このようにロボットは、現実世界のモノを識別することにより、動的な情報を加味して顧客に説明することができます。動的な情報とは、パンフレットなどには記載されていない情報、例えば価格や在庫数などです。

顧客は、こうしたロボットから得られた最新情報を商品選択に役立てることができます。

2.3 話者照合技術とロボットの連携

NECの話者照合ソリューションでは、あらかじめ登録された音声のデータベースと、録音した非定型の音声を照合することで、誰が話しているのかを高い精度で特定することができます。

(1) 話者照合連携の活用例

話者照合連携により、ロボットはマイクで録音した音声を話者照合エンジンのAPIに送信し、誰であるかを特定することができます。

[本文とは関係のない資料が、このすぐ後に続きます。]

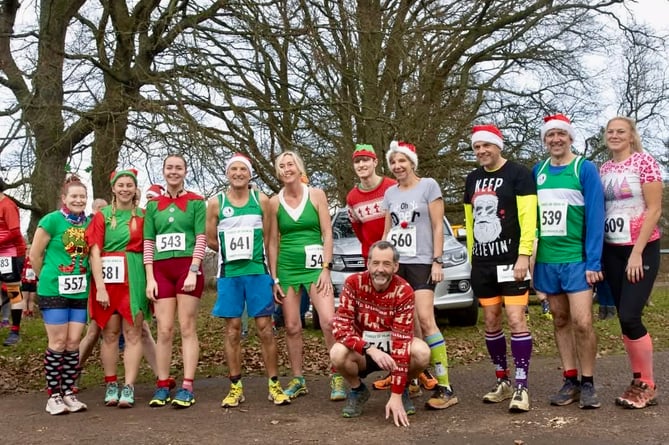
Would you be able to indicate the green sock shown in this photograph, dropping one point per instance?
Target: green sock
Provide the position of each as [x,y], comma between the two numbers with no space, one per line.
[438,357]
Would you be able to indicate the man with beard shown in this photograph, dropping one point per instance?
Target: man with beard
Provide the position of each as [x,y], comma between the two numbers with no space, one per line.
[500,216]
[373,328]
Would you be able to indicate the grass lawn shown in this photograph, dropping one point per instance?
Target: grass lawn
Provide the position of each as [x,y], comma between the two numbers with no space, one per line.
[21,367]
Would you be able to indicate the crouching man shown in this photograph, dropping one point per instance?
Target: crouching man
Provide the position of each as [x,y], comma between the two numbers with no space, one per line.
[373,328]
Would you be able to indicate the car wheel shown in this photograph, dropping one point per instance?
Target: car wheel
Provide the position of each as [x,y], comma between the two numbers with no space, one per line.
[465,317]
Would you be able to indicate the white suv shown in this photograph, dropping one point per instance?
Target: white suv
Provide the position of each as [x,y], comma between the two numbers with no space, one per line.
[453,297]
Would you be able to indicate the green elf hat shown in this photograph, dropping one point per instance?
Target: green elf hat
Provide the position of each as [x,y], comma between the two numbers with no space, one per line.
[126,172]
[364,150]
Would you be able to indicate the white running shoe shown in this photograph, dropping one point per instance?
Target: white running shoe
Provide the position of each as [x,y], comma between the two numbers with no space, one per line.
[55,405]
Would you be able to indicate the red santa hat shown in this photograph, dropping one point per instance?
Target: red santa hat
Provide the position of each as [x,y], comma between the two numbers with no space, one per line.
[407,149]
[238,157]
[557,121]
[154,191]
[487,133]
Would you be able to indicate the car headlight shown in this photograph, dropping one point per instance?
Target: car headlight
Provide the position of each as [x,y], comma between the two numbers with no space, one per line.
[454,257]
[338,263]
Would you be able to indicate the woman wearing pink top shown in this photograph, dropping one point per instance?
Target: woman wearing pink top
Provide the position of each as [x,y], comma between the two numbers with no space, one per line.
[631,258]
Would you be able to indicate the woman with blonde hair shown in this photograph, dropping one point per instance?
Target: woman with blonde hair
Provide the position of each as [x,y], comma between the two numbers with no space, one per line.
[301,257]
[631,258]
[117,302]
[59,256]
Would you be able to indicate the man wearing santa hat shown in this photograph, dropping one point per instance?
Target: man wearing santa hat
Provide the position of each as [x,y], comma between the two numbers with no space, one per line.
[568,264]
[236,223]
[500,217]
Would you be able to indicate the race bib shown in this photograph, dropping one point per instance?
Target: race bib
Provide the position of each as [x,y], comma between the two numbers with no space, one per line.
[505,273]
[171,242]
[313,256]
[553,218]
[71,284]
[404,240]
[5,265]
[30,274]
[113,269]
[617,229]
[238,244]
[380,340]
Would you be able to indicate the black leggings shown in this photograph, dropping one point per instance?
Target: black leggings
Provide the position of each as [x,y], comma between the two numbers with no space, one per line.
[630,298]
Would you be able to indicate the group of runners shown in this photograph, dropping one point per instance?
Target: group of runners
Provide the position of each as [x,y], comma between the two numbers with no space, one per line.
[117,264]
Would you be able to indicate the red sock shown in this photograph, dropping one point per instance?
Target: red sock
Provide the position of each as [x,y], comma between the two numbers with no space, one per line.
[640,353]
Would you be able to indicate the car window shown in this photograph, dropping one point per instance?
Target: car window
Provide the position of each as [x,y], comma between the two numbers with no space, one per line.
[341,226]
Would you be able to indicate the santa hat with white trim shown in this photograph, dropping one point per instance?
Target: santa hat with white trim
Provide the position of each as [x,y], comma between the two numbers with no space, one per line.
[154,190]
[238,157]
[487,133]
[557,121]
[407,149]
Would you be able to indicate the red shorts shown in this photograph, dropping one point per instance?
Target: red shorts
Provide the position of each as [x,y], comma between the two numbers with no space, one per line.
[170,275]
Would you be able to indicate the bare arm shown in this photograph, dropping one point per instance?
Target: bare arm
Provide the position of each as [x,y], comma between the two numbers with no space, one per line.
[211,229]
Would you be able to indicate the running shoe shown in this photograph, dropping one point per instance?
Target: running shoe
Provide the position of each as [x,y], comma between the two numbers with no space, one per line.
[296,388]
[355,400]
[569,393]
[427,380]
[12,339]
[111,394]
[407,403]
[172,383]
[73,404]
[441,398]
[383,383]
[589,399]
[276,394]
[337,388]
[414,389]
[161,397]
[520,402]
[55,405]
[638,396]
[235,396]
[183,399]
[501,392]
[127,399]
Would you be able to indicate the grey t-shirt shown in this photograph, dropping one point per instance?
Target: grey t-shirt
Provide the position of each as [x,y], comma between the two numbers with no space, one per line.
[411,228]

こうした音声による人の特定は、顔認証などの認証方法が使用できないようなシーン、例えば、カメラの設置環境が悪い状況などでも活用することができます。また、録音時とは異なる台詞でも照合が可能なため、自然に会話する中で照合することができます。

(2) 話者照合連携による提供価値

このように、音声から人を特定できることにより、VIPのお客様やクレーマーなどを利用者に意識させずに検知することができます。これにより、VIPのお客様には余計な手続きを省いた特別厚遇を提供するなどして、顧客満足度の向上が見込めます。また、クレーマーにはベテランの対応者を割り当てることで、問題発生を未然に防ぐことができます。

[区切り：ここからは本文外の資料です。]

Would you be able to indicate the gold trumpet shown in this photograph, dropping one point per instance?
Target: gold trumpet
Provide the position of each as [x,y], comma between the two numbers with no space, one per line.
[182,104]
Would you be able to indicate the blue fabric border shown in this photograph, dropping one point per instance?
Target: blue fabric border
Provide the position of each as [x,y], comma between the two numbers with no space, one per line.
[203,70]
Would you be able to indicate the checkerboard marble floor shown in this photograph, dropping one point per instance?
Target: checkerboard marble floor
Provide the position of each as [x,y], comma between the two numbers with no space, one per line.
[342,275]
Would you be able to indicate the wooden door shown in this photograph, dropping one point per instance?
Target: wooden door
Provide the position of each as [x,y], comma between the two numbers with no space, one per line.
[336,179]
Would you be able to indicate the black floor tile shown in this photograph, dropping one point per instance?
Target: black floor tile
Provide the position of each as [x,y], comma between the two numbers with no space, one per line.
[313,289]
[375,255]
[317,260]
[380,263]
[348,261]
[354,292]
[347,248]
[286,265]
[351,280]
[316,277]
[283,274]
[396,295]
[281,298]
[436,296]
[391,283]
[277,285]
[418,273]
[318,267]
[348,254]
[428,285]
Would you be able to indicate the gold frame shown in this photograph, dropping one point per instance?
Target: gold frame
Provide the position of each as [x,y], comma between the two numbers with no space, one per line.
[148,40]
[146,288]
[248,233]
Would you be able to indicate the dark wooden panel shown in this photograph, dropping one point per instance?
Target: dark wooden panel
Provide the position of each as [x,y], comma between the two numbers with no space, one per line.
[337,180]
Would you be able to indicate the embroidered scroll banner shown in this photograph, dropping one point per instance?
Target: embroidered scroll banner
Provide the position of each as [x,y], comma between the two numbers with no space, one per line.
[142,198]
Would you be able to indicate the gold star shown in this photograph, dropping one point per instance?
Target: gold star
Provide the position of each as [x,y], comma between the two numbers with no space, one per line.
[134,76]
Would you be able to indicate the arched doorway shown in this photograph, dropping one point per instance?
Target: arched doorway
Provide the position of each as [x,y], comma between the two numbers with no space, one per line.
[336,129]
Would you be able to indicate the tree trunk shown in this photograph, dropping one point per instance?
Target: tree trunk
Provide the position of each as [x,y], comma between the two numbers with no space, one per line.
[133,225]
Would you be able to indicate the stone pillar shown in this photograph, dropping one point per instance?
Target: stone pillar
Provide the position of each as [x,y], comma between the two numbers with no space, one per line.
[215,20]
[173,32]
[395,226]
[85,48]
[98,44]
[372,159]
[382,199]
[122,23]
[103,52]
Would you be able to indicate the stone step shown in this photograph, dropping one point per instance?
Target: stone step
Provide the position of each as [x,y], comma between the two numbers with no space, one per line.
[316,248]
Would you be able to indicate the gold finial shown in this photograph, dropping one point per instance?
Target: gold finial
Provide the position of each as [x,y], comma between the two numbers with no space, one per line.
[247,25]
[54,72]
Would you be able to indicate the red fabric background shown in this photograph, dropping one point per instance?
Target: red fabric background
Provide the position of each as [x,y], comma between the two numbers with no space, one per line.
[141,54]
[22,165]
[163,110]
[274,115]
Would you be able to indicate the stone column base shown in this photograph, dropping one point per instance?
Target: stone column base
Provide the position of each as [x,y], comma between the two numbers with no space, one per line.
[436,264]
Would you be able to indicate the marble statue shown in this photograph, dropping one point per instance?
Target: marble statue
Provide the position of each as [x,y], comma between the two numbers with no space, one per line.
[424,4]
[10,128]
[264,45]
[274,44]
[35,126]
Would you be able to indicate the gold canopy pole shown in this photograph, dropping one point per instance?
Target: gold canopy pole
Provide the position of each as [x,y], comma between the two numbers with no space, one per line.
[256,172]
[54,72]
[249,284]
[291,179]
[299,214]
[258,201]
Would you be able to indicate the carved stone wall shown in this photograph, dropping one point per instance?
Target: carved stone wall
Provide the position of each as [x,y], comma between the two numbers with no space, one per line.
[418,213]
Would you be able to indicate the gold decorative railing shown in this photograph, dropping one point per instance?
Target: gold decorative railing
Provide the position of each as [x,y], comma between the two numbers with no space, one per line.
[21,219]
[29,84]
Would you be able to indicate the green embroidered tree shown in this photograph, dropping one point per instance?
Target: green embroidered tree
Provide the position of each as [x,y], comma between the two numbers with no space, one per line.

話者照合は、他の認証技術と比べ、このような特別な用途で有効な技術であると考えています。

3. 本格展開に向けた課題と対応策

ここまで紹介したように、NECのさまざまな認証技術とロボットの組み合わせにより、

1) 誰であるかを認識して最適な商品をリコメンドする

2) 現実のモノを認識して商品選択に役立つ情報を提供する

3) 利用者に意識させることなくサービスの質を向上させ、問題の発生を未然に防止する

といった新しい価値を多くのシーンで提供することができます。

一方、ロボットの本格的な展開を考えた場合、このような外部サービスとの連携にはいくつか課題があります。

(1) 認証処理の待ち時間について

例えば、第2章1節で紹介した顔認証を外部サービスとして利用した場合を例に考えます。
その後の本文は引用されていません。